Running tests in parallel reduces deployment pipeline runtime and shortens the feedback loop developers get from the tests.

Tests that use Testcontainers are fast even when run sequentially; however, in certain circumstances, they can be slow:

  • Tests are not isolated, and containers are restarted or recreated after every test to prevent state leaks.
  • Tests rely on slow dependencies.
  • The application under test performs compute-intensive tasks.
  • The application under test is slow due to a bug.

If the tests are slow due to a bug in the application code, consider fixing the root cause; parallelizing tests will hide the problem from the tests and let it slip into production. If the tests are slow due to the problematic test design or inherently slow dependencies, parallelizing tests will improve the runtime. However, if time allows, consider improving the test design, for example, by starting all containers once per test run and managing data isolation with the application means.

Try it out!

Experiment with running tests in parallel - it will save you time if the tests are run frequently (as they should be).

Parallelizing tests with pytest-xdist

The pytest-xdist plugin allows running tests in parallel across multiple CPUs. To get started, install the plugin with pip install pytest-xdist, and run pytest in parallel mode:

pytest -n auto

With the -n auto flag, the tests are distributed across all available CPU cores. Refer to the pytest-xdist documentation for detailed usage options.

pytest-xdist runs tests across multiple separate worker processes. A worker is assigned a subset of tests, and each worker will create its own set of Testcontainers, i.e., run all pytest fixtures independently, even the session-scoped fixtures. It will increase the number of running containers by the number of test workers and ultimately use more resources.

Note

Running tests in parallel requires more compute resources. Generally, it's not a problem, but be mindful of the associated costs and resource usage limits, especially with cloud CI/CD platforms.

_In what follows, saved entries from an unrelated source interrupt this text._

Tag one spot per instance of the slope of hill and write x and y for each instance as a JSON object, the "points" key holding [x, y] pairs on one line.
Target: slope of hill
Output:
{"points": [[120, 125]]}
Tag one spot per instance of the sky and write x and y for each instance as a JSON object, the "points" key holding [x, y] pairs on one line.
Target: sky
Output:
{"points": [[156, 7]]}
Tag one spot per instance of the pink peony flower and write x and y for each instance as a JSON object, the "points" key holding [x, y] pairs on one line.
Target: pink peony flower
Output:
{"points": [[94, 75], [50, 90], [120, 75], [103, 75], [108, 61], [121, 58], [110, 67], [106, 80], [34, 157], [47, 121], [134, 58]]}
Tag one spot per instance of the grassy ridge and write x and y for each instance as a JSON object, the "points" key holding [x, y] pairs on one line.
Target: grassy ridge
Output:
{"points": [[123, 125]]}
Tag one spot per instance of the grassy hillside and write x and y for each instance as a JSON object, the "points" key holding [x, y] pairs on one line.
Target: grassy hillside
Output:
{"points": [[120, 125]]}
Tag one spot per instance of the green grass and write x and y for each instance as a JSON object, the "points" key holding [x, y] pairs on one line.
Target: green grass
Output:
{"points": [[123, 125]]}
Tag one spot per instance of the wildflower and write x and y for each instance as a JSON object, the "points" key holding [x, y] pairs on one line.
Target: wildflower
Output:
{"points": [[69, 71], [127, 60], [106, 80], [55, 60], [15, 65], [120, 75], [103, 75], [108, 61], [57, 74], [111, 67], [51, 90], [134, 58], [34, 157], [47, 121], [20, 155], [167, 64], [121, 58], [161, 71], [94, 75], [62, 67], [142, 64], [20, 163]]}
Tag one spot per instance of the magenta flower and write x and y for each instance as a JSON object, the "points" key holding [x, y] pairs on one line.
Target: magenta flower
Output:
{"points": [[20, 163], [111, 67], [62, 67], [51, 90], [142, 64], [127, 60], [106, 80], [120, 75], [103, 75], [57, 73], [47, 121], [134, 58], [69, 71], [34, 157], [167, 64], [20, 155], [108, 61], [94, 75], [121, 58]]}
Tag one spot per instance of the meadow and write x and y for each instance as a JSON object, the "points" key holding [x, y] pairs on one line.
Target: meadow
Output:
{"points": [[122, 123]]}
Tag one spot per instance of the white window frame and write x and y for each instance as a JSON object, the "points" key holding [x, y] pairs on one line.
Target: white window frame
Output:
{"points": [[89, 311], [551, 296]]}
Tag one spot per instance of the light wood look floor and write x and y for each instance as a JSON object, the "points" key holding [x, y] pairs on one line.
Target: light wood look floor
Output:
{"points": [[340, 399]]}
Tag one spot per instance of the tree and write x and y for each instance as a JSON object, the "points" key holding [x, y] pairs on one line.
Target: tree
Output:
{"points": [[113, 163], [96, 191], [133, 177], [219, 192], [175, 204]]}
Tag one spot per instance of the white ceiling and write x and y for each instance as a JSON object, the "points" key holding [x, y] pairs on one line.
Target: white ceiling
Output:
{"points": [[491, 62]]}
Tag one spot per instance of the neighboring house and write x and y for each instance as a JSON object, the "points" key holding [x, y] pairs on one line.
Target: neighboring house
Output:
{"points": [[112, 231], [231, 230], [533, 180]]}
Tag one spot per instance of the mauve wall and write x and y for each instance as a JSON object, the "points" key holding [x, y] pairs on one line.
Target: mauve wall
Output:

Since test workers are isolated, there shouldn't be any problems with test data leaks between the workers, unless they're competing for the same global resources, e.g., writing to files with the same name. To fix such problems, separate the resources with unique identifiers (namespaces): temporary path and file fixtures (tmp_path and similar fixtures from pytest) and unique test run prefixes (testrun_uid fixture from pytest-xdist).